The Beauty of Beauty Stores

Despite challenging retail conditions, the beauty industry is booming with a growing number of brands opening standalone stores.

The global cosmetics or beauty products industry is one sector which remains impervious to the ups and downs of the economy, according to Orbis Research. In 2017, the market was valued at USD 532.43 billion, and by 2023 it is expected to reach USD 805.61 billion, driven in part by the ageing population. The industry is booming, with more and more brands opening standalone stores where they can tell their story.

Experience- and service-led stores

In the last 12 months alone, Tom Ford has launched his inaugural standalone beauty store, in London, complete with interactive mirrors and digital scenting table, Lush has opened its first Naked shop, in Milan, which stocks products totally free of packaging, L’Occitane has unveiled a 600 sq m flagship on Regent Street that is packed full of sensorial experiences, and enhanced personalisation and customisation opportunities, and NYX Professional Make Up has expanded its UK presence with a store at the Bullring in Birmingham.


‘A large proportion of high street retailers have struggled to transition from the mindset that a store is only a selling platform, when in fact we’re seeing service-led and a softer sell becoming key strategies to success,’ says Stefanie Dorfer, retail editor at innovation research and advisory company, Stylus. ‘This is where beauty is really coming to the fore. Standalone retail spaces enable brands to deliver multiple, full spectrum beauty services that straddle cosmetics and wellbeing under one roof, offering education, experimentation and fully immersive experiences that will not only build loyalty, but ultimately deliver sales.’

Dorfer argues that beauty is no longer just about cosmetics or skincare but a holistic approach. ‘Consumers are increasingly concerned about the ingredients in the products they buy, how they are made and the broader benefits they offer.’

Natural ingredients will be a key influence driving the beauty and personal care market in 2018, according to a report by market intelligence agency, Mintel, along with personalisation, social responsibility and digital technology.

‘Mintel predicts that the beauty and personal care market will experience a fundamental shift during 2018,’ says Sarah Jindal, senior innovation and insights analyst, beauty and personal care at Mintel. ‘In the coming year and beyond, the beauty industry will navigate the conflicting demands of the “naturals-hungry” consumer with shrinking natural resources and it will be through harnessing biotech advantages that a new generation of enhanced natural products is created.

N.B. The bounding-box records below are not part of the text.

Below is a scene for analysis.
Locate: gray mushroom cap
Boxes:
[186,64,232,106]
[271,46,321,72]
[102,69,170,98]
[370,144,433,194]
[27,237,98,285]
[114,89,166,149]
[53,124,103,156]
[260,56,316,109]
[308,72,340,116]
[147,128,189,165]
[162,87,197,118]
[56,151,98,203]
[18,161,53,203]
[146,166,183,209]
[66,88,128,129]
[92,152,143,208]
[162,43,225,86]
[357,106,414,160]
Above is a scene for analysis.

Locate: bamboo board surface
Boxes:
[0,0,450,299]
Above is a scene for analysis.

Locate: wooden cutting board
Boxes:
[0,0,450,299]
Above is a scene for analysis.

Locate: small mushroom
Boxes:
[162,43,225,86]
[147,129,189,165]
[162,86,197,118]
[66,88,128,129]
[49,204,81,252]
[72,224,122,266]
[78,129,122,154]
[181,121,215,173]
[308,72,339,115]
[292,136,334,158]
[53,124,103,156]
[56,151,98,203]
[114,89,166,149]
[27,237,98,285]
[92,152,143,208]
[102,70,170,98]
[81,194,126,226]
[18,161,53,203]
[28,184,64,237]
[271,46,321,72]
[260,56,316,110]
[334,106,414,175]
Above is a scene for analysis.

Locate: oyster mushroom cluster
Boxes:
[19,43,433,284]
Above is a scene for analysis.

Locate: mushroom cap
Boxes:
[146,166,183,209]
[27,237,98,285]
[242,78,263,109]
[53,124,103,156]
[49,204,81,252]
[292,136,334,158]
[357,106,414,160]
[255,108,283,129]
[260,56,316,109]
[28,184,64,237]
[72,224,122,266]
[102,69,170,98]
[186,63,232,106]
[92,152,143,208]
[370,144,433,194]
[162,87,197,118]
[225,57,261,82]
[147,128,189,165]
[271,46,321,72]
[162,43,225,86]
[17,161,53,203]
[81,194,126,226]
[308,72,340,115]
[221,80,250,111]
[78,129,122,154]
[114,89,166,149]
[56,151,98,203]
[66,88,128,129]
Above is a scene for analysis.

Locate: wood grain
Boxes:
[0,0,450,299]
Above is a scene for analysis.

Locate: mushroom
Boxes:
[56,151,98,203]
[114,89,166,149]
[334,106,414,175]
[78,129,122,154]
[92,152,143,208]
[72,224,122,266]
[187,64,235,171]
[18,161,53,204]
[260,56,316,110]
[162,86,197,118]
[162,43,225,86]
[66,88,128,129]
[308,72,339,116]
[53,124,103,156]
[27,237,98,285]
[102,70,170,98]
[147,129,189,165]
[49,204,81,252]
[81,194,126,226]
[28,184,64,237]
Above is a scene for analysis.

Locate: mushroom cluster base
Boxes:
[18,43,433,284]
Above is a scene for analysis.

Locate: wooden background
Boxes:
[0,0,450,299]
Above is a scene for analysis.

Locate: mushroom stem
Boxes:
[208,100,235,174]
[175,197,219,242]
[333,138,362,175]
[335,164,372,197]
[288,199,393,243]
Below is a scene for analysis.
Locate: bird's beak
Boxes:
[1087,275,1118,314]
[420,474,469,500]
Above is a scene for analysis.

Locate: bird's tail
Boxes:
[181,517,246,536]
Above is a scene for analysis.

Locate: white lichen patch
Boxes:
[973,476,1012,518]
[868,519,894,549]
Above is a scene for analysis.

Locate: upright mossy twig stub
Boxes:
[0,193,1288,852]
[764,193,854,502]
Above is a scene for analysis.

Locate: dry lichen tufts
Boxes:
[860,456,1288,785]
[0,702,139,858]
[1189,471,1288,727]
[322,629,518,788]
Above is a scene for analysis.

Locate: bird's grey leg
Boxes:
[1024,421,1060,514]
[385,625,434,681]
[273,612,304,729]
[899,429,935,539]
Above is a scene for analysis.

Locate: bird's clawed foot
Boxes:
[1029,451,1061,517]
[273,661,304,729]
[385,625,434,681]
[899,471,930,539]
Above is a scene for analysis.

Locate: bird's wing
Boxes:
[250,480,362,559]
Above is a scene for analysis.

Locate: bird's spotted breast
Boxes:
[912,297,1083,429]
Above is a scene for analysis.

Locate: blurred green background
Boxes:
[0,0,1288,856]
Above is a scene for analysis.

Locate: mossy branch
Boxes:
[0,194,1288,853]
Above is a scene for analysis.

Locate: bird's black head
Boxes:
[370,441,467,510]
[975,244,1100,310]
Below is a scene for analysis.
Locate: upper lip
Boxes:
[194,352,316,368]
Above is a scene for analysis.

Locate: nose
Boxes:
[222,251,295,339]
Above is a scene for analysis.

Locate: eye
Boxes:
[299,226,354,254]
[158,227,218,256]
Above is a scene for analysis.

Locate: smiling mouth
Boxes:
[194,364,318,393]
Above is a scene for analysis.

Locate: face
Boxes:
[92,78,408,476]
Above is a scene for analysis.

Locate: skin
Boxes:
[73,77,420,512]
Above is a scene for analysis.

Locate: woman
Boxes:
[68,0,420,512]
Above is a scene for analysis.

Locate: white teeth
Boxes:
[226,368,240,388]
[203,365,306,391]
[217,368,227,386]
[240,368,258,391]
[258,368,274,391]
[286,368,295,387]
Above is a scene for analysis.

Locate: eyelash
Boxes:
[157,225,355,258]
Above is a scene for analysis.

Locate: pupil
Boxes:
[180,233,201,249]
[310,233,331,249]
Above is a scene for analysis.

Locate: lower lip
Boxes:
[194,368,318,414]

Meanwhile, personalisation is set to reach new heights as brands strive to embrace total inclusivity. When it comes to ethics, it will be imperative for brands to have a personality that is genuine and a viewpoint that clearly communicates their positioning. Finally, developments in biometric monitoring will see brands drive unprecedented customization of the shopping experience.’

Steve James-Royle, founder of design agency The Yard Creative, believes that brands that hack into nature for new, innovative ingredients and use techniques that support the move towards clean living, will be best placed to rid the consumer of any emotional baggage that might be attached to a beauty purchase.


In June, skincare brand NIOD opened its first UK store on Monmouth Street in London’s Seven Dials, which it shares with parent company DECIEM. The brand, which stands for ‘non-invasive options in dermal science’, is located close to Le Labo’s flagship store and male beauty retailer, Beast, as well as the Charlotte Tilbury Beauty Boudoir on nearby James Street. The Charlotte Tilbury Store opened towards the end of 2015 and has a technology first approach, offering the customer two ways to shop: fast (upstairs) and fabulous (downstairs).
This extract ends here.